El INAP tiene el desafío de consolidarse como un referente no solo en México, sino en toda Iberoamérica, mediante una oferta académica rigurosa y pertinente. La misión de esta institución es fortalecer la administración pública mexicana a través de la formación, la profesionalización y la generación de conocimiento aplicado. Betanzos enfatiza que los funcionarios deben estar no solo capacitados para resolver problemas, sino también para anticiparse a ellos. En este sentido, los economistas en el sector público son vitales, ya que su experticia en temas macro y microeconómicos les permite no solo afrontar crisis, sino prevenirlas.
La aspiración a una administración pública eficaz y eficiente se manifiesta en la necesidad de desarrollar capacidades que permitan adelantarse a los problemas. Esto se vuelve aún más crucial frente a retos emergentes como el uso de la inteligencia artificial, que demanda la creación de legislaciones efectivas y protocolos éticos para mitigar sus riesgos.
Betanzos también insiste en la importancia de la colaboración entre el INAP y el gobierno en todos sus niveles. La formación y el desarrollo de capacidades de los servidores públicos son fundamentales para generar un servicio público ético y competente. Además, hay que revalorizar la figura del servidor público, promoviendo un orgullo hacia su labor y la responsabilidad que conlleva.

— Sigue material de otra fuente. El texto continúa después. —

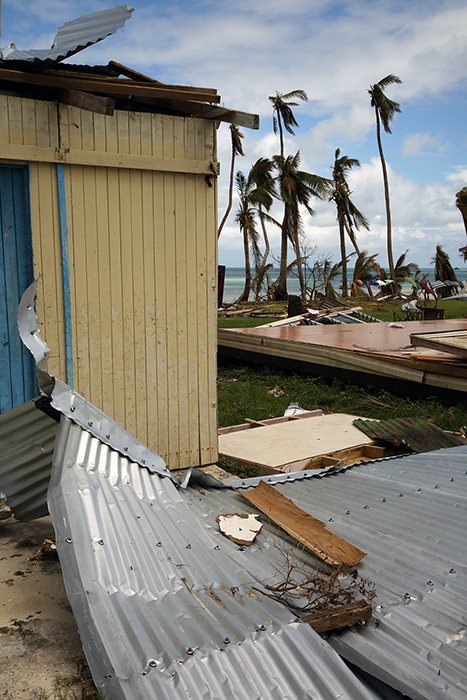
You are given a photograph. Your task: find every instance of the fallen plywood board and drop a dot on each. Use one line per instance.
(310, 532)
(239, 527)
(282, 444)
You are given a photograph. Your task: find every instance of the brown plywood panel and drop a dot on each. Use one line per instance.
(309, 531)
(284, 443)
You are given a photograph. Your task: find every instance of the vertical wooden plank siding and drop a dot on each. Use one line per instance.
(142, 269)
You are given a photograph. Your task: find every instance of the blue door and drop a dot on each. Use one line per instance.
(17, 372)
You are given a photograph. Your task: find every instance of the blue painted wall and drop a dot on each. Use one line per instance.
(17, 371)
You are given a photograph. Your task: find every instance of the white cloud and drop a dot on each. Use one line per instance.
(418, 144)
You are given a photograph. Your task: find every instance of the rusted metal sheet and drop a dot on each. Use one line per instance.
(413, 433)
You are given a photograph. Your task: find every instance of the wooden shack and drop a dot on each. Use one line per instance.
(108, 191)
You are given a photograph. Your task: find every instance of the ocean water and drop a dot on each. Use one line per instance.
(235, 281)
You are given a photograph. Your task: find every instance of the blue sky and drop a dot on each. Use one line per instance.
(250, 49)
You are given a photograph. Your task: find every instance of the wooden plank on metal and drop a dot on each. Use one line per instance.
(309, 531)
(339, 616)
(123, 88)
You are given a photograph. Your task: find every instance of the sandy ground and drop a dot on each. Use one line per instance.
(39, 640)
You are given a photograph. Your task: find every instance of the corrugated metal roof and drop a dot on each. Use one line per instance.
(410, 515)
(74, 36)
(414, 433)
(27, 439)
(164, 603)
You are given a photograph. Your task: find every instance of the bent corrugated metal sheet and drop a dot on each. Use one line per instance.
(164, 603)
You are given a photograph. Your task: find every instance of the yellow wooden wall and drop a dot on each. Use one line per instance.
(141, 211)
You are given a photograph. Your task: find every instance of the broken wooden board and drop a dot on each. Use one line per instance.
(340, 616)
(239, 527)
(280, 445)
(310, 532)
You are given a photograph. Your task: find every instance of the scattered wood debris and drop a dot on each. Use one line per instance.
(340, 616)
(239, 527)
(310, 532)
(46, 552)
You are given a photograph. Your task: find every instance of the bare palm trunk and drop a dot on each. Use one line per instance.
(352, 237)
(229, 206)
(280, 292)
(343, 253)
(244, 296)
(386, 195)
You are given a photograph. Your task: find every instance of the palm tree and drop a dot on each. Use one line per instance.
(348, 215)
(248, 196)
(262, 197)
(296, 187)
(282, 114)
(384, 111)
(461, 204)
(237, 150)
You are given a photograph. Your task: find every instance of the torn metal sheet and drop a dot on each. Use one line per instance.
(73, 405)
(163, 601)
(240, 527)
(74, 36)
(413, 433)
(410, 515)
(309, 531)
(27, 440)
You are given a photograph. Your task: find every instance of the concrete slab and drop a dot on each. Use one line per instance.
(39, 640)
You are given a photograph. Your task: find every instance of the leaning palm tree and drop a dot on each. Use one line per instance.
(262, 197)
(384, 111)
(245, 217)
(461, 204)
(237, 150)
(296, 188)
(282, 114)
(348, 216)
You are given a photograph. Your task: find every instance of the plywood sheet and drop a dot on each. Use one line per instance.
(280, 444)
(309, 531)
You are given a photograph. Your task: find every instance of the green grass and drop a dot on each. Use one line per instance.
(243, 392)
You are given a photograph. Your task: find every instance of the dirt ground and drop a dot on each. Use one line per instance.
(39, 640)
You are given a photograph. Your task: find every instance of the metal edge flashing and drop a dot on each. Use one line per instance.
(75, 406)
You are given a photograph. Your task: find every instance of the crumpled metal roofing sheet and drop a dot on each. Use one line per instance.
(74, 36)
(415, 433)
(164, 603)
(410, 515)
(27, 439)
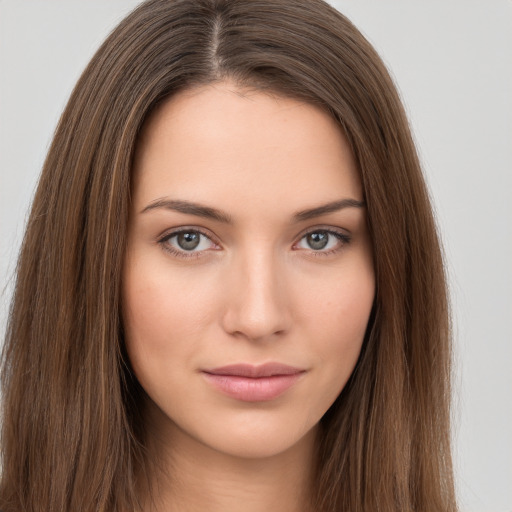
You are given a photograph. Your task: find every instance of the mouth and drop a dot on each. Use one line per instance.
(250, 383)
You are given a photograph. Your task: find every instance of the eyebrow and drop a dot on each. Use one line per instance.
(191, 208)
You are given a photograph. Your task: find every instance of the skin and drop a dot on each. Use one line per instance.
(253, 291)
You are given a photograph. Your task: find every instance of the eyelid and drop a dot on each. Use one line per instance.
(342, 235)
(170, 233)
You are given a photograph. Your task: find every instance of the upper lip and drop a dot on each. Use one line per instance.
(249, 370)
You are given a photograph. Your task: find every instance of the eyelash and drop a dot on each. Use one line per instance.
(342, 237)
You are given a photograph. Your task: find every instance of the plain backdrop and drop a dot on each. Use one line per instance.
(452, 61)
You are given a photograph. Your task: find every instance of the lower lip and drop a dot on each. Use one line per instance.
(252, 389)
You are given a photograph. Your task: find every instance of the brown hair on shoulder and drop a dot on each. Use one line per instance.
(72, 436)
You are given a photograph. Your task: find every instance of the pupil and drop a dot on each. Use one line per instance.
(318, 240)
(188, 241)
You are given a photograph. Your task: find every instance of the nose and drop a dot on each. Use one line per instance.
(256, 305)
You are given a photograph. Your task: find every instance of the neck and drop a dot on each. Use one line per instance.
(191, 476)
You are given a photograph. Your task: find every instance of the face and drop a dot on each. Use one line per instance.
(248, 279)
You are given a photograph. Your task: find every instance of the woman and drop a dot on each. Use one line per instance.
(230, 293)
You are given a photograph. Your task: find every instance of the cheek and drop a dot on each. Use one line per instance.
(338, 315)
(164, 314)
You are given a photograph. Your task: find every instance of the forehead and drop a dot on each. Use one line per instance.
(220, 143)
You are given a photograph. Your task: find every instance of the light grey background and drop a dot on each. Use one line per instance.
(453, 63)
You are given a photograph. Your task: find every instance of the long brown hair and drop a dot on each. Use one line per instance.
(72, 435)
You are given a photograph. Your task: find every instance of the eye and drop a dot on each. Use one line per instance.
(323, 240)
(186, 242)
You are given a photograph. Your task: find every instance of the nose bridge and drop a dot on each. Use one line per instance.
(256, 306)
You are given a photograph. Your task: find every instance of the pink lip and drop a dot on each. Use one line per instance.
(253, 383)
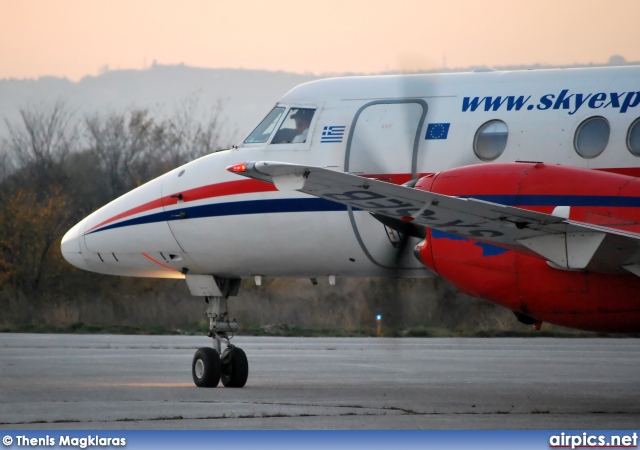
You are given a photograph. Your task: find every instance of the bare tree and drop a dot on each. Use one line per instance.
(120, 141)
(191, 132)
(40, 143)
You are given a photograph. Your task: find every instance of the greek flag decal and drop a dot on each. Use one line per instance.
(333, 133)
(437, 131)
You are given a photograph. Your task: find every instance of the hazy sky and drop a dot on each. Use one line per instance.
(74, 38)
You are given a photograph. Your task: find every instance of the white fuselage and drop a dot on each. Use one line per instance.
(395, 127)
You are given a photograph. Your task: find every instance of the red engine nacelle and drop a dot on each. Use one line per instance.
(527, 284)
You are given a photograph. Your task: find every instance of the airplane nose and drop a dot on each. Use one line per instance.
(70, 246)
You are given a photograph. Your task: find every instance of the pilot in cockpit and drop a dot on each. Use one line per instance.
(303, 120)
(301, 117)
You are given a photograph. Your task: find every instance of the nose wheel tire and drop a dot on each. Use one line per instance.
(234, 367)
(205, 367)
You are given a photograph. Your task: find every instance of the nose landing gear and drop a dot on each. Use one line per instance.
(210, 365)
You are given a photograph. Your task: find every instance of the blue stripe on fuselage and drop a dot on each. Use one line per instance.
(233, 209)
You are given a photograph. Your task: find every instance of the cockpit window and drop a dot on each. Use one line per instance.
(266, 127)
(295, 127)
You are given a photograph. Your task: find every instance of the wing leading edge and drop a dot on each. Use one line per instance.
(565, 244)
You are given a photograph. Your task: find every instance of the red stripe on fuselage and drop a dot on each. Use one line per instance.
(159, 263)
(199, 193)
(251, 186)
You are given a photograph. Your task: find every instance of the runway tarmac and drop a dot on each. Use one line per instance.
(144, 382)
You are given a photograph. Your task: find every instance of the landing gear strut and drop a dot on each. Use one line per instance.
(210, 365)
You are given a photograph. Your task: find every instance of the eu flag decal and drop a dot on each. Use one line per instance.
(437, 131)
(333, 133)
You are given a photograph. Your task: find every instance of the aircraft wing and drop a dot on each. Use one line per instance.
(566, 244)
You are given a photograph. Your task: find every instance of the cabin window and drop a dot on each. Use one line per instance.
(491, 140)
(266, 127)
(633, 138)
(592, 137)
(295, 127)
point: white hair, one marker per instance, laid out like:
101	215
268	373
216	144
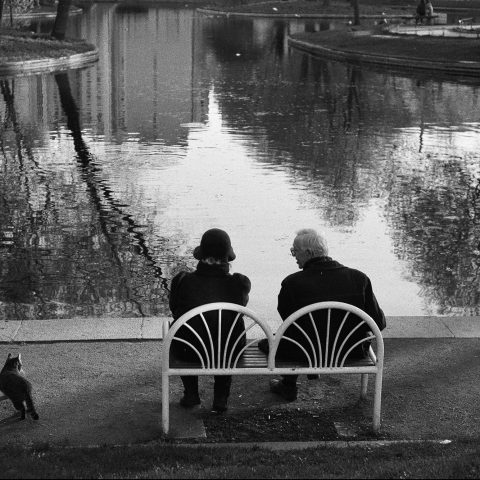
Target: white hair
214	261
309	240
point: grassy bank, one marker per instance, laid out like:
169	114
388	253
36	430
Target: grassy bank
339	7
20	46
308	7
420	460
430	48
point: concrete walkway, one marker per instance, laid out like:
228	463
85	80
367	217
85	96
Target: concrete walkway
150	328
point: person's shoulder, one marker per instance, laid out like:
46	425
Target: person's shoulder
242	279
293	277
357	273
180	277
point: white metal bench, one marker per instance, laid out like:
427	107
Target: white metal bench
323	355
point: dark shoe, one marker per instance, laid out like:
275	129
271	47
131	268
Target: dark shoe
288	392
220	404
189	401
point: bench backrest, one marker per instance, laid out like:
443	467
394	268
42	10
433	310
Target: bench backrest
215	334
324	334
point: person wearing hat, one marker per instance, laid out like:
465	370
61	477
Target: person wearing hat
210	282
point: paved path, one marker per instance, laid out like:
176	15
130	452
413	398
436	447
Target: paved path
150	328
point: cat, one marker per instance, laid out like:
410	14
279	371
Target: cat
16	387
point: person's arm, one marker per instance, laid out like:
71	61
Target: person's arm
372	307
286	303
174	298
246	286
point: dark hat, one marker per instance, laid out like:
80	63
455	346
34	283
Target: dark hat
215	243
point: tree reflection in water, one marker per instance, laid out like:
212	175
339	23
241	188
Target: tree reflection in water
102	255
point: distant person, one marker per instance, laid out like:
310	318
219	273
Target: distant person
429	11
421	12
320	279
210	282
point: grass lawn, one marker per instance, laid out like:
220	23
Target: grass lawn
459	459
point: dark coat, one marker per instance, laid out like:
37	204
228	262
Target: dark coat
323	279
207	284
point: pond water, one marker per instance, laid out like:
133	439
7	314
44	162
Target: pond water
110	174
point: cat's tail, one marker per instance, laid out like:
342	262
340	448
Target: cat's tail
31	408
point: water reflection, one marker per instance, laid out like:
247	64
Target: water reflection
111	174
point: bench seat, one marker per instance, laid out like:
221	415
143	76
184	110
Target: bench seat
254	358
254	362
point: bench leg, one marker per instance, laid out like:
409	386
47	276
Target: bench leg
364	385
377	401
165	403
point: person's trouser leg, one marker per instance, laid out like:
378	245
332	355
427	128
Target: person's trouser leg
190	394
221	392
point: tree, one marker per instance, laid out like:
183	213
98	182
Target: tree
61	20
356	12
16	6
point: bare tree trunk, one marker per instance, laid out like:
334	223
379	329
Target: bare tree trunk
356	12
61	20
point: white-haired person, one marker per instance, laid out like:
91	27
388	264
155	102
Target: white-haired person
321	279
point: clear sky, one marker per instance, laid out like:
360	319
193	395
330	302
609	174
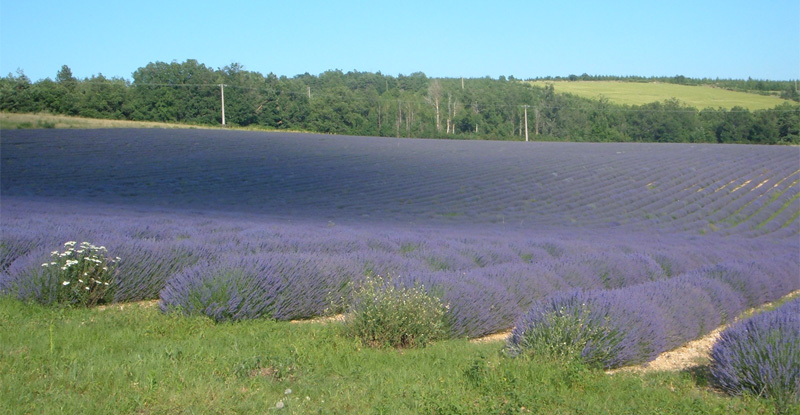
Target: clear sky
725	39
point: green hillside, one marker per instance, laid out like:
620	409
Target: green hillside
636	93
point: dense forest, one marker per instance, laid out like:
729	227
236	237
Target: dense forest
374	104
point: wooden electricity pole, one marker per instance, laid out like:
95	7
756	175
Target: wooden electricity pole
222	95
526	122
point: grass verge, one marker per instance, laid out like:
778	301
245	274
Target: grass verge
137	360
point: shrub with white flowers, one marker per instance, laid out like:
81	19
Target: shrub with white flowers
84	274
385	314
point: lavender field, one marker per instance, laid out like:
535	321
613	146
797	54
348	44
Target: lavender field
684	236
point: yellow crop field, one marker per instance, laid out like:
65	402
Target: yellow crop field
635	93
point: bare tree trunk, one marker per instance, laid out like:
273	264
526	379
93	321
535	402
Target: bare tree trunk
434	97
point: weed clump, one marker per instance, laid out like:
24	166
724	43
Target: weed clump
383	313
80	275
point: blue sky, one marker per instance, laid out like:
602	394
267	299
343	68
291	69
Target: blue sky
725	39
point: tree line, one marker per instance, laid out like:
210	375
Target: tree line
374	104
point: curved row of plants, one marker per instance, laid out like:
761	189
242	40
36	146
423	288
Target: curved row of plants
237	269
677	188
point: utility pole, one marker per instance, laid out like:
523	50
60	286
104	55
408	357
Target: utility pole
222	94
526	122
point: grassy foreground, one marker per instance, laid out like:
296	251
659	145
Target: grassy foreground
636	93
134	359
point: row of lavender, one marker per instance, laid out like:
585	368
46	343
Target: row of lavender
752	190
242	268
761	356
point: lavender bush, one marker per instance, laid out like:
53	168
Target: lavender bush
683	235
598	328
234	289
761	356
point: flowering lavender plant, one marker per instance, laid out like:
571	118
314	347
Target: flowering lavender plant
80	276
761	355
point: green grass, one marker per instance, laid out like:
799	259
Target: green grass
138	360
635	93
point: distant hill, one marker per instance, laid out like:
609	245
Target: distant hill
638	93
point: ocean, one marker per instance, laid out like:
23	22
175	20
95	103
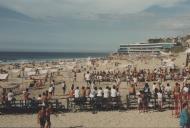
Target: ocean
14	57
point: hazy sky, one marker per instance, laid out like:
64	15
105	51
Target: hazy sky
88	25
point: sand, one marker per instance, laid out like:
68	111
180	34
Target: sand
114	119
128	118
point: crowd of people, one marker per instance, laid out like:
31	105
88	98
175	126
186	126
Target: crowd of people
132	77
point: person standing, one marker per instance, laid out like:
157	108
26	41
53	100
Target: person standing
184	116
41	117
48	112
53	85
63	87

Para lograr este objetivo, el INAP se propone contribuir en tres áreas clave: primero, promoviendo el orgullo de ser servidor público, lo que incluye parámetros de transparencia y rendición de cuentas; segundo, asegurando que los funcionarios dispongan de todos los conocimientos necesarios para ejercer sus cargos con eficacia; y tercero, fomentando un compromiso con el bienestar de la sociedad que implique gestionar recursos públicos de manera eficiente y crear condiciones de orden y paz social.
Finalmente, Betanzos delineó una hoja de ruta centrada en principios como la integridad, la innovación pedagógica y la sostenibilidad financiera, los cuales son esenciales para transformar la administración pública. Es en esta dirección donde se puede vislumbrar una mejora en el desempeño gubernamental y, por ende, un incremento en la confianza ciudadana.
Como avance de esta misión, es importante seguir observando el desarrollo del INAP y su impacto en la administración pública en México y más allá. La transformación del sector no solo es deseable, sino necesaria para enfrentar los desafíos del siglo XXI.